Rebeldes estendem ultimato e Kadafi diz que não se renderá

Forças leais ao líder foragido têm mais uma semana para se render, enquanto coronel convoca luta contra 'traidores'

iG São Paulo |

O Conselho Nacional de Transição (CNT, órgão político dos rebeldes líbios) estendeu nesta quinta-feira em uma semana o prazo para que as forças leais ao líder foragido Muamar Kadafi se rendam. Em mensagem de áudio, Kadafi declarou que não pretende se render e que continuará a lutar pelo controle da Líbia.

AP
Rebeldes rezam em posto de controla a 167 km de Sirte, na Líbia

Na terça-feira, os rebeldes deram um ultimato às forças de Kadafi , dizendo que caso não se rendessem até sábado (2), teriam de enfrentar uma ofensiva militar. Os partidários de Kadafi estão concentrados principalmente na cidade natal do líder, Sirte, que está cercada pela oposição .

Agora, o CNT diz que os chefes tribais terão mais uma semana para fazer a transferência de poder na cidade. ”Sirte não é m objetivo tão estratégico para justificar a precipitação”, declarou o porta-voz dos rebeldes em Benghazi, Mohammed Zawawi. “Queremos dar tempo para fazer com que as negociações avancem. Preferimos forçá-los a se render cortando os serviços de água e energia.”

De acordo com a autoridade do CNT, os líderes tribais já perceberam a sua própria desvantagem em um possível enfrentamento contra os rebeldes, que têm o apoio militar das potências ocidentais, mas ainda precisam convencer as tropas do coronel Kadafi.

Em nova mensagem de áudio, divulgada nesta quinta-feira pela TV síria Arrai, Kadafi pediu que seus partidários continuem lutando pelo controle da Líbia e armem emboscadas contra “agentes do colonialismo e traidores”.

“Que haja uma longa luta e que a Líbia seja tomada pelas chamas”, disse Kadafi. "Não vamos desistir. Não somos mulheres. Vamos continuar a lutar.”

Sanções suspensas

Diversos países estão reunidos nesta quinta-feira em Paris para discutir o futuro da Líbia. A União Europeia anunciou a suspensão de sanções contra 28 empresas líbias, com o objetivo de ajudar o governo interino do país a reativar a atividade econômica.

A medida inclui o fim de sanções a seis autoridades portuárias, mais de uma dezena de companhias nos setores de gás e petróleo, diversos bancos e instituições financeiras e a companhia aérea nacional.

A UE também congelou os bens de 39 cidadãos líbios, incluindo Khadafi, e seus filhos.
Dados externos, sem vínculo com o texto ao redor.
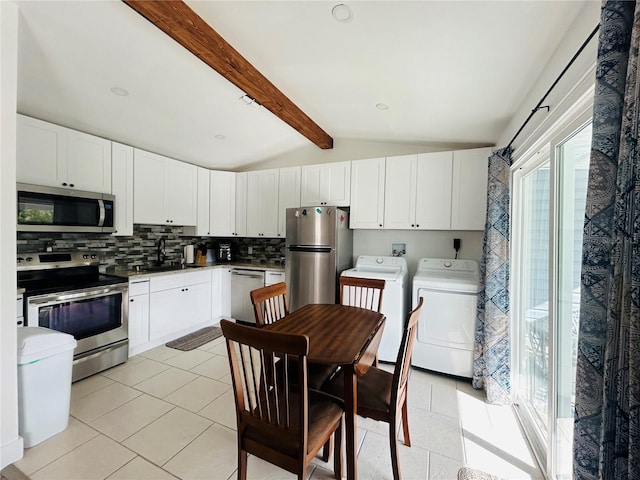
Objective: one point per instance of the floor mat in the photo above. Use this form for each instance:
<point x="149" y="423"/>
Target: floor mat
<point x="195" y="339"/>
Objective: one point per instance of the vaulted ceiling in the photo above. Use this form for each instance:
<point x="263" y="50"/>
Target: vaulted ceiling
<point x="446" y="71"/>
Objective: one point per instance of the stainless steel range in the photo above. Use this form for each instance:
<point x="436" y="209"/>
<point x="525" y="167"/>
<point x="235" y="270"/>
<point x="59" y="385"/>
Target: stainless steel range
<point x="65" y="291"/>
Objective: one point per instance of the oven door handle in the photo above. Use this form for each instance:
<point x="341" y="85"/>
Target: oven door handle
<point x="62" y="297"/>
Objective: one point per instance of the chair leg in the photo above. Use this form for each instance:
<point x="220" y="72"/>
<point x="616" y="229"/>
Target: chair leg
<point x="337" y="454"/>
<point x="393" y="443"/>
<point x="405" y="424"/>
<point x="242" y="464"/>
<point x="326" y="450"/>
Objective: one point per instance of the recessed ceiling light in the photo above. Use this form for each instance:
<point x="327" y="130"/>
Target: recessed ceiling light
<point x="342" y="13"/>
<point x="121" y="92"/>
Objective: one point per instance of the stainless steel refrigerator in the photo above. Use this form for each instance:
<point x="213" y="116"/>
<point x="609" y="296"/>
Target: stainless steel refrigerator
<point x="319" y="246"/>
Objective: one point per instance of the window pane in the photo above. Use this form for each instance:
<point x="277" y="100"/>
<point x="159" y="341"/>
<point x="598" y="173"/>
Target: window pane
<point x="535" y="294"/>
<point x="573" y="170"/>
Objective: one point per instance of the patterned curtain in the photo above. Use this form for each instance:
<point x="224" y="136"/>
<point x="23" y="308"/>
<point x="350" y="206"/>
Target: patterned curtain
<point x="606" y="442"/>
<point x="491" y="362"/>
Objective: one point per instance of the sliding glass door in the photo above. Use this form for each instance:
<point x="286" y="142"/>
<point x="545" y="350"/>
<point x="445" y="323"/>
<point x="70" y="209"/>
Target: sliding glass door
<point x="549" y="191"/>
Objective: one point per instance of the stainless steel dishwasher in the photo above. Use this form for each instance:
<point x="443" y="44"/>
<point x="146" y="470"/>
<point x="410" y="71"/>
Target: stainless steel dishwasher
<point x="243" y="280"/>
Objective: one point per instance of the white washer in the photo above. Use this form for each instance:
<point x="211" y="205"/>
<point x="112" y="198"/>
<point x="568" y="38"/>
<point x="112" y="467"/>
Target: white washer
<point x="394" y="300"/>
<point x="446" y="328"/>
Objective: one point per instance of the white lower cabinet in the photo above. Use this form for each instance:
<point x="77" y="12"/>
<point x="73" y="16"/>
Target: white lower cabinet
<point x="220" y="293"/>
<point x="138" y="314"/>
<point x="165" y="307"/>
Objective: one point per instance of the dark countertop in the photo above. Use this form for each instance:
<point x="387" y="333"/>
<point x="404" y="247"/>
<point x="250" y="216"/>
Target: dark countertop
<point x="177" y="269"/>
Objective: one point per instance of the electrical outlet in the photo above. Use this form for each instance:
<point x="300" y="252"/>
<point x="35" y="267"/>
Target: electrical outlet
<point x="398" y="249"/>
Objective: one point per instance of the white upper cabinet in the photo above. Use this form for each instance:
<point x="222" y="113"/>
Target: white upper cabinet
<point x="469" y="193"/>
<point x="262" y="203"/>
<point x="326" y="184"/>
<point x="288" y="195"/>
<point x="165" y="190"/>
<point x="122" y="188"/>
<point x="55" y="156"/>
<point x="437" y="191"/>
<point x="367" y="193"/>
<point x="433" y="191"/>
<point x="418" y="191"/>
<point x="400" y="190"/>
<point x="241" y="205"/>
<point x="202" y="223"/>
<point x="222" y="203"/>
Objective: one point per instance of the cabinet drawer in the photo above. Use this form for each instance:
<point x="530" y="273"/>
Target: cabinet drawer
<point x="166" y="282"/>
<point x="138" y="288"/>
<point x="197" y="276"/>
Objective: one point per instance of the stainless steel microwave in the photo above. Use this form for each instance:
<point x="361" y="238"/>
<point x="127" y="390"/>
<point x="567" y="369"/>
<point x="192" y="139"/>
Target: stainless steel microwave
<point x="49" y="209"/>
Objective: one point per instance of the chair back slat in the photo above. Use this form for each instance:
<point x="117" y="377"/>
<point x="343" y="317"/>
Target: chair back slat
<point x="270" y="303"/>
<point x="403" y="361"/>
<point x="362" y="292"/>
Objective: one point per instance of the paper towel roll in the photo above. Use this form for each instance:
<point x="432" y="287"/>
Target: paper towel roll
<point x="188" y="253"/>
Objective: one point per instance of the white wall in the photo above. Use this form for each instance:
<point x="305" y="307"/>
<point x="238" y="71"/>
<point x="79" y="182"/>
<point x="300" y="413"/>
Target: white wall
<point x="576" y="34"/>
<point x="420" y="244"/>
<point x="351" y="149"/>
<point x="10" y="442"/>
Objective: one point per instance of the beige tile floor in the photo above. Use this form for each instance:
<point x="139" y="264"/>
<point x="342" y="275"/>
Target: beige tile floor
<point x="168" y="414"/>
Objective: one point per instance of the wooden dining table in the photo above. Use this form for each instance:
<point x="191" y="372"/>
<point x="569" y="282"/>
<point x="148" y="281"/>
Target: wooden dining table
<point x="339" y="335"/>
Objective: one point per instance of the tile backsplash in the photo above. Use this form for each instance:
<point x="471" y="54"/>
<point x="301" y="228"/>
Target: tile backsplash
<point x="141" y="248"/>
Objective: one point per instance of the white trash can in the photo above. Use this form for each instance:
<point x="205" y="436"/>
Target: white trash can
<point x="45" y="360"/>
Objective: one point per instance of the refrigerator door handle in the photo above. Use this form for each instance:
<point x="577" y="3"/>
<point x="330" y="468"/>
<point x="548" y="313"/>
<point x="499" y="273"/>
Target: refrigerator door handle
<point x="310" y="248"/>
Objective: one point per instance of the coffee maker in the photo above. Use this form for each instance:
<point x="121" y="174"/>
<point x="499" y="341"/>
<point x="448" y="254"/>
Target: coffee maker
<point x="224" y="252"/>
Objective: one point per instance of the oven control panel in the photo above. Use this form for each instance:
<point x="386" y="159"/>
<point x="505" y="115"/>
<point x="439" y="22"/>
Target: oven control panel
<point x="45" y="260"/>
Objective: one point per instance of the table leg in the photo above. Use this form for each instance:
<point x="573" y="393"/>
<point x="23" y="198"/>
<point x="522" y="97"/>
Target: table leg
<point x="351" y="411"/>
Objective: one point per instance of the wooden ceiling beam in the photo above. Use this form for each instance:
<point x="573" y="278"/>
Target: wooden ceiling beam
<point x="187" y="28"/>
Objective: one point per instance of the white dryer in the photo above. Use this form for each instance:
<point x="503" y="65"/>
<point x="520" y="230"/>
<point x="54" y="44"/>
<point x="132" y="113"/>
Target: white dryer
<point x="394" y="300"/>
<point x="446" y="327"/>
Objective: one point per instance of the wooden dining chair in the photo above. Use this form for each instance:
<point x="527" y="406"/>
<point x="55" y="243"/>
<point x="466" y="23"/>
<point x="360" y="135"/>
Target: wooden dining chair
<point x="382" y="395"/>
<point x="278" y="420"/>
<point x="270" y="303"/>
<point x="362" y="292"/>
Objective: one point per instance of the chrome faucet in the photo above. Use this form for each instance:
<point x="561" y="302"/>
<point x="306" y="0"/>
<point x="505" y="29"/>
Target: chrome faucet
<point x="162" y="252"/>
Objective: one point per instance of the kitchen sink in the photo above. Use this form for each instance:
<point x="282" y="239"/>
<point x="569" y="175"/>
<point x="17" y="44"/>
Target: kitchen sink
<point x="167" y="268"/>
<point x="162" y="268"/>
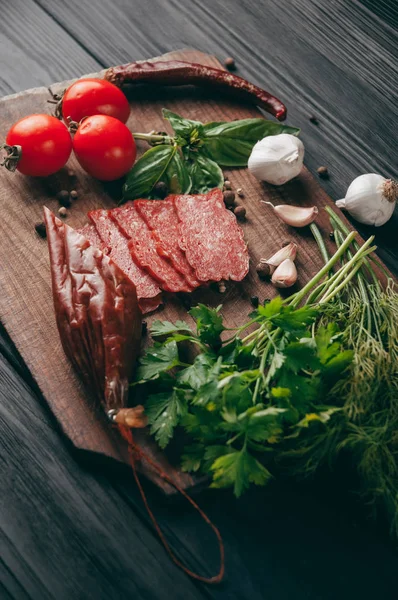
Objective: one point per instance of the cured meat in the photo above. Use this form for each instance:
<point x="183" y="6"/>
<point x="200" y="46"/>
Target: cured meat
<point x="148" y="291"/>
<point x="211" y="237"/>
<point x="161" y="218"/>
<point x="90" y="233"/>
<point x="97" y="312"/>
<point x="143" y="248"/>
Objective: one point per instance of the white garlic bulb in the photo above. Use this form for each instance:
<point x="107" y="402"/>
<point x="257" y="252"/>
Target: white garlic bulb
<point x="277" y="158"/>
<point x="370" y="199"/>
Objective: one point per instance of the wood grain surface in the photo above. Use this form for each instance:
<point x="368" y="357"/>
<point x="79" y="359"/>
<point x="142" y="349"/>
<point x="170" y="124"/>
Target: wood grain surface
<point x="26" y="305"/>
<point x="72" y="532"/>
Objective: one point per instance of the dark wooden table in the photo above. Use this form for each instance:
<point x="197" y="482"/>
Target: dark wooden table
<point x="76" y="531"/>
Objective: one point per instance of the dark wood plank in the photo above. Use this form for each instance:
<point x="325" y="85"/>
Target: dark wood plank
<point x="26" y="306"/>
<point x="281" y="546"/>
<point x="332" y="59"/>
<point x="35" y="49"/>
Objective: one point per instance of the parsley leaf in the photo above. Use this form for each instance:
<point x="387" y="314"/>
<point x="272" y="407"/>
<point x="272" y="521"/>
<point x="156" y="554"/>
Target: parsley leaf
<point x="164" y="412"/>
<point x="209" y="324"/>
<point x="159" y="328"/>
<point x="157" y="359"/>
<point x="238" y="469"/>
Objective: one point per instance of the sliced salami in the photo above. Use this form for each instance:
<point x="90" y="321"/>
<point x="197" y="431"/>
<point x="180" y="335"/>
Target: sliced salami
<point x="148" y="291"/>
<point x="211" y="237"/>
<point x="161" y="218"/>
<point x="143" y="249"/>
<point x="90" y="233"/>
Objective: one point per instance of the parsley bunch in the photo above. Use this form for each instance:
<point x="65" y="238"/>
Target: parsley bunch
<point x="241" y="401"/>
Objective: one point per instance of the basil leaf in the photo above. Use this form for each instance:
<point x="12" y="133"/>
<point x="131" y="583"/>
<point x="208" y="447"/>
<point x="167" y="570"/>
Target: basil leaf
<point x="147" y="171"/>
<point x="230" y="143"/>
<point x="182" y="127"/>
<point x="205" y="174"/>
<point x="177" y="177"/>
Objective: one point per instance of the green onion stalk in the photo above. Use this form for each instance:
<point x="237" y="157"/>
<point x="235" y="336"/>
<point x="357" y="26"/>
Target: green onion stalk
<point x="366" y="312"/>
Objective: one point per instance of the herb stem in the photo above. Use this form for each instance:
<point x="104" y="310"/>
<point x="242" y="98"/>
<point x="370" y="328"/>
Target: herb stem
<point x="332" y="261"/>
<point x="154" y="138"/>
<point x="319" y="240"/>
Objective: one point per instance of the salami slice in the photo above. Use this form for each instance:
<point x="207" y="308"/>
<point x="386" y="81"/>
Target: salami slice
<point x="148" y="291"/>
<point x="90" y="233"/>
<point x="161" y="218"/>
<point x="211" y="237"/>
<point x="143" y="249"/>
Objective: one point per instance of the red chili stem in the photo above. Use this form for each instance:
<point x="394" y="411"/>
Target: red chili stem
<point x="136" y="454"/>
<point x="178" y="72"/>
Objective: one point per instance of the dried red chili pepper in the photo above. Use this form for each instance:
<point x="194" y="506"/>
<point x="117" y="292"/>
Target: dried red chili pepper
<point x="178" y="72"/>
<point x="97" y="312"/>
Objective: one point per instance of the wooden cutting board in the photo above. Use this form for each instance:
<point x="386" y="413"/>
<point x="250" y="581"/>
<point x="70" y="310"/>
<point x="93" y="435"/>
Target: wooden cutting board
<point x="26" y="307"/>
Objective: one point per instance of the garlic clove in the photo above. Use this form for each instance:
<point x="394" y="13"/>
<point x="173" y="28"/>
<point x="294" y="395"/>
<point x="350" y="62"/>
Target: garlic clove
<point x="285" y="275"/>
<point x="296" y="216"/>
<point x="276" y="159"/>
<point x="289" y="251"/>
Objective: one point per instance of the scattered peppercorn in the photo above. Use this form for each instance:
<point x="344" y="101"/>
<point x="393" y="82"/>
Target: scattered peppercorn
<point x="229" y="62"/>
<point x="185" y="300"/>
<point x="323" y="172"/>
<point x="229" y="198"/>
<point x="41" y="230"/>
<point x="263" y="270"/>
<point x="254" y="301"/>
<point x="64" y="198"/>
<point x="160" y="189"/>
<point x="240" y="212"/>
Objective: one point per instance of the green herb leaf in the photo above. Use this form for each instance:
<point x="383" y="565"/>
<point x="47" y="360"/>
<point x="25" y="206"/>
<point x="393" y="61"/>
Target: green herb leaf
<point x="182" y="127"/>
<point x="238" y="469"/>
<point x="159" y="328"/>
<point x="157" y="359"/>
<point x="295" y="321"/>
<point x="147" y="171"/>
<point x="205" y="174"/>
<point x="191" y="460"/>
<point x="209" y="324"/>
<point x="197" y="374"/>
<point x="230" y="143"/>
<point x="177" y="177"/>
<point x="164" y="412"/>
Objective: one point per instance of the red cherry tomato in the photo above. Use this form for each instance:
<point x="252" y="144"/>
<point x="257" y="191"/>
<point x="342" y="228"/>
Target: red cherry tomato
<point x="104" y="147"/>
<point x="88" y="97"/>
<point x="45" y="144"/>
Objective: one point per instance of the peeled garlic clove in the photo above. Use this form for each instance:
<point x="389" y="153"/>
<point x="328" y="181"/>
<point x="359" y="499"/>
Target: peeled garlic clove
<point x="370" y="199"/>
<point x="277" y="158"/>
<point x="289" y="251"/>
<point x="296" y="216"/>
<point x="285" y="275"/>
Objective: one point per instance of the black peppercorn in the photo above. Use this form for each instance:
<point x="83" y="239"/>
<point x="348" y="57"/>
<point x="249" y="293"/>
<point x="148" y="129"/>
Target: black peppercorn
<point x="64" y="198"/>
<point x="229" y="198"/>
<point x="41" y="230"/>
<point x="160" y="189"/>
<point x="254" y="301"/>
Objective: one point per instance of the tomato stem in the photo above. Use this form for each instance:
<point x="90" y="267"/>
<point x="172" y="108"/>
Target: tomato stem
<point x="14" y="154"/>
<point x="154" y="139"/>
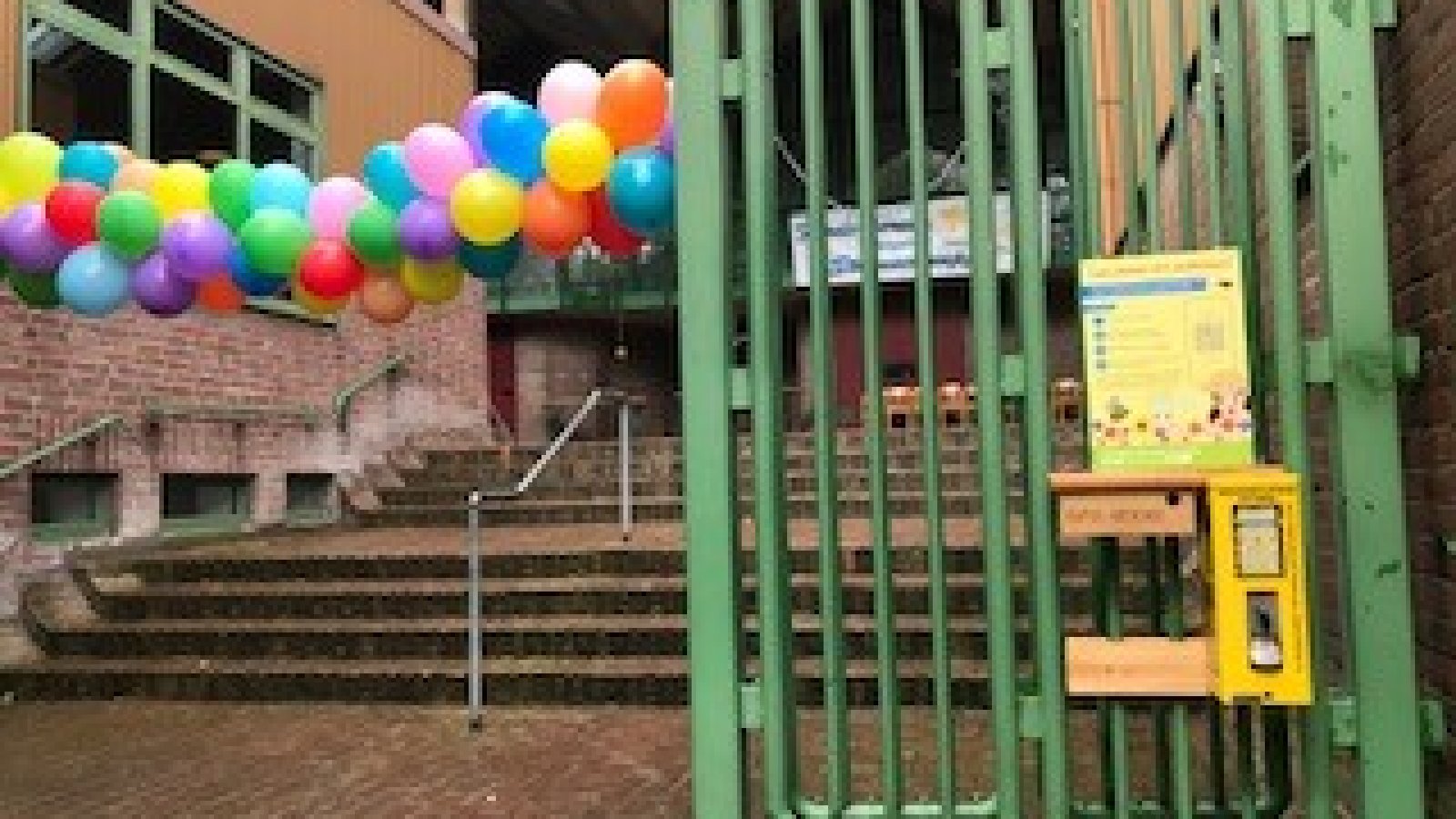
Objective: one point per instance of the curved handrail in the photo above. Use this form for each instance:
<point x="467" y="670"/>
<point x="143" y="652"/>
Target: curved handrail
<point x="58" y="445"/>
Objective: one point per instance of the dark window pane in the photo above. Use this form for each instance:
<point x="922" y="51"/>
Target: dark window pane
<point x="77" y="91"/>
<point x="188" y="123"/>
<point x="187" y="43"/>
<point x="113" y="12"/>
<point x="271" y="145"/>
<point x="280" y="91"/>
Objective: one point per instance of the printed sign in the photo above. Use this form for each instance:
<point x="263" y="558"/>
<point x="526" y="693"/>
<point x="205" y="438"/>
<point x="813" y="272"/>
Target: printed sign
<point x="1167" y="361"/>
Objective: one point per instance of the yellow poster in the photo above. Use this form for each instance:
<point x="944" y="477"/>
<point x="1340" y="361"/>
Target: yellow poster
<point x="1167" y="361"/>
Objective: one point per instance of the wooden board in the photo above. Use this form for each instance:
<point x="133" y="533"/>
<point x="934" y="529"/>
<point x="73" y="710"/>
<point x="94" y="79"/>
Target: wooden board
<point x="1139" y="666"/>
<point x="1114" y="515"/>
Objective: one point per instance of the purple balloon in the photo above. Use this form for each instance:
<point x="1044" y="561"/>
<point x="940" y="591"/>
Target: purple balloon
<point x="28" y="241"/>
<point x="197" y="247"/>
<point x="159" y="288"/>
<point x="426" y="230"/>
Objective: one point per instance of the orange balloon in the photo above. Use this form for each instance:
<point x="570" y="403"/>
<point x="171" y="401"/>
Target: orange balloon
<point x="385" y="300"/>
<point x="555" y="222"/>
<point x="632" y="106"/>
<point x="220" y="295"/>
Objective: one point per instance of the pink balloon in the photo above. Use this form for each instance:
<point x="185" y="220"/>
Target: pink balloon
<point x="334" y="203"/>
<point x="437" y="157"/>
<point x="570" y="92"/>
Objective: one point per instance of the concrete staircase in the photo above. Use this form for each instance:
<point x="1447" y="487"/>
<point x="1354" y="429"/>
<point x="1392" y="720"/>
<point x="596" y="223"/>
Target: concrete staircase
<point x="574" y="615"/>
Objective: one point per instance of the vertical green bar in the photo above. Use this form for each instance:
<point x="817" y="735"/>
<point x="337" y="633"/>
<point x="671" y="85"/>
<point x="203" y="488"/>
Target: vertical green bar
<point x="929" y="382"/>
<point x="863" y="50"/>
<point x="1289" y="373"/>
<point x="986" y="319"/>
<point x="826" y="424"/>
<point x="710" y="452"/>
<point x="1026" y="205"/>
<point x="766" y="373"/>
<point x="1366" y="433"/>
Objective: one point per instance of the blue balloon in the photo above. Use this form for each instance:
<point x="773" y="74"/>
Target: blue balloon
<point x="640" y="188"/>
<point x="490" y="263"/>
<point x="94" y="281"/>
<point x="513" y="135"/>
<point x="385" y="174"/>
<point x="249" y="280"/>
<point x="281" y="187"/>
<point x="89" y="162"/>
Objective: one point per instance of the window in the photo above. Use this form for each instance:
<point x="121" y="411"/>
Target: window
<point x="208" y="95"/>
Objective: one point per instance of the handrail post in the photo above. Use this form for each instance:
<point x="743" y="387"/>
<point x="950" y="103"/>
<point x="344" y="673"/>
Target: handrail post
<point x="473" y="683"/>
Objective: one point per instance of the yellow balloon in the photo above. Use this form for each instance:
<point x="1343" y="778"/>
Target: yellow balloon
<point x="577" y="157"/>
<point x="29" y="165"/>
<point x="179" y="188"/>
<point x="136" y="175"/>
<point x="487" y="207"/>
<point x="431" y="283"/>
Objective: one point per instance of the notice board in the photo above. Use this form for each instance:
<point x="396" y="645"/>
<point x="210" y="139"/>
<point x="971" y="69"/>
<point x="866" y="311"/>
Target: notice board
<point x="1165" y="354"/>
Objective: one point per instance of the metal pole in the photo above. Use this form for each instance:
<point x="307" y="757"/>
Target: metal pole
<point x="473" y="557"/>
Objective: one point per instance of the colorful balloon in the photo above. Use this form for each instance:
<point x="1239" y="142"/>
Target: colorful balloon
<point x="273" y="241"/>
<point x="181" y="187"/>
<point x="570" y="92"/>
<point x="426" y="230"/>
<point x="159" y="290"/>
<point x="128" y="223"/>
<point x="431" y="283"/>
<point x="386" y="177"/>
<point x="437" y="157"/>
<point x="555" y="220"/>
<point x="72" y="212"/>
<point x="230" y="191"/>
<point x="577" y="157"/>
<point x="94" y="281"/>
<point x="375" y="235"/>
<point x="197" y="247"/>
<point x="89" y="162"/>
<point x="633" y="104"/>
<point x="280" y="187"/>
<point x="385" y="300"/>
<point x="641" y="189"/>
<point x="513" y="135"/>
<point x="334" y="203"/>
<point x="609" y="234"/>
<point x="487" y="207"/>
<point x="491" y="263"/>
<point x="29" y="242"/>
<point x="29" y="165"/>
<point x="329" y="270"/>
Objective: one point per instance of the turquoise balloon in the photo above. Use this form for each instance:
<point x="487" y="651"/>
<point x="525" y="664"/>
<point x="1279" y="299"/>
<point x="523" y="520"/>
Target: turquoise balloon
<point x="94" y="281"/>
<point x="385" y="174"/>
<point x="490" y="263"/>
<point x="89" y="162"/>
<point x="281" y="187"/>
<point x="641" y="189"/>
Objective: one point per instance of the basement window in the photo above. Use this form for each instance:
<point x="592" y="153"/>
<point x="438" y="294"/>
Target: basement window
<point x="67" y="506"/>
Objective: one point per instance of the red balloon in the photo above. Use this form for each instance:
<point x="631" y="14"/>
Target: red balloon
<point x="553" y="220"/>
<point x="329" y="270"/>
<point x="72" y="212"/>
<point x="606" y="230"/>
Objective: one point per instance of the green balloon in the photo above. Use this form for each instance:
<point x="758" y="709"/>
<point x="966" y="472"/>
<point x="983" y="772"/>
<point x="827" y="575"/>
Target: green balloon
<point x="229" y="189"/>
<point x="35" y="292"/>
<point x="274" y="241"/>
<point x="375" y="235"/>
<point x="128" y="223"/>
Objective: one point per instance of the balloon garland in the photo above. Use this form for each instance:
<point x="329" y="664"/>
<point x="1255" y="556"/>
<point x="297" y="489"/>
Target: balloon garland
<point x="92" y="228"/>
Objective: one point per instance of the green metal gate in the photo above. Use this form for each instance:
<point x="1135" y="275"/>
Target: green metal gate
<point x="841" y="717"/>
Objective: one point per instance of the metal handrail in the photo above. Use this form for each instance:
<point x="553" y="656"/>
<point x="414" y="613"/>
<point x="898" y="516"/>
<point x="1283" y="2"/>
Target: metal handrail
<point x="58" y="445"/>
<point x="475" y="693"/>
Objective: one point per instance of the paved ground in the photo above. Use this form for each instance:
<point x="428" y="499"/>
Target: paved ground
<point x="143" y="760"/>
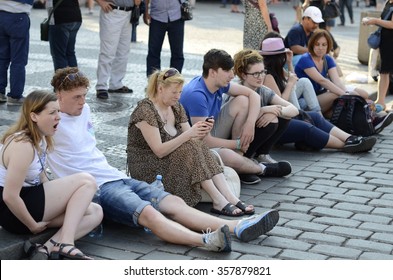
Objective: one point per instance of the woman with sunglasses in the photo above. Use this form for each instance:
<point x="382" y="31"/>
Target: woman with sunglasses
<point x="29" y="202"/>
<point x="285" y="83"/>
<point x="161" y="141"/>
<point x="314" y="134"/>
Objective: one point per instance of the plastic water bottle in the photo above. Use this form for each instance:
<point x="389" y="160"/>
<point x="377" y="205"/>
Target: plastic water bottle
<point x="99" y="230"/>
<point x="158" y="182"/>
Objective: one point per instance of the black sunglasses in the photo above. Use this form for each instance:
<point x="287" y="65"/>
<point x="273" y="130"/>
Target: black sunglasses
<point x="72" y="77"/>
<point x="170" y="73"/>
Eles também estão proibidos de entrar nos países do bloco.

Diversos Estados-membros da UE já reconheceram o Conselho Nacional de Transição (CNT) como governo legítimo do país.

O encontro desta quinta reúne representantes até mesmo de países que não apoiaram a resolução da ONU que autorizou a campanha aérea comandada pela Otan contra forças de Kadafi, como Brasil, Alemanha, Rússia e a China.

O secretário-geral da ONU, Ban Ki-moon, o comandante da Otan, Anders Fogh Rasmussen, e a secretária de Estado americana, Hillary Clinton, estão entre os presentes. Líderes árabes, como o emir do Qatar e o rei da Jordânia também participam da reunião.

A reunião visa a estabelecer as medidas necessárias para promover a reconstrução do país, abalado por seis meses de guerra civil. Durante esse período, a UE já contribuiu com 150 milhões de euros (cerca de R$ 340 milhões) em ajuda humanitária para o país.

A comissária europeia para o assunto, Kristalina Georgieva, advertiu que cerca de um terço da população da capital, Trípoli - pelo menos 400 mil pessoas -, corre risco de ficar sem acesso a comida e água.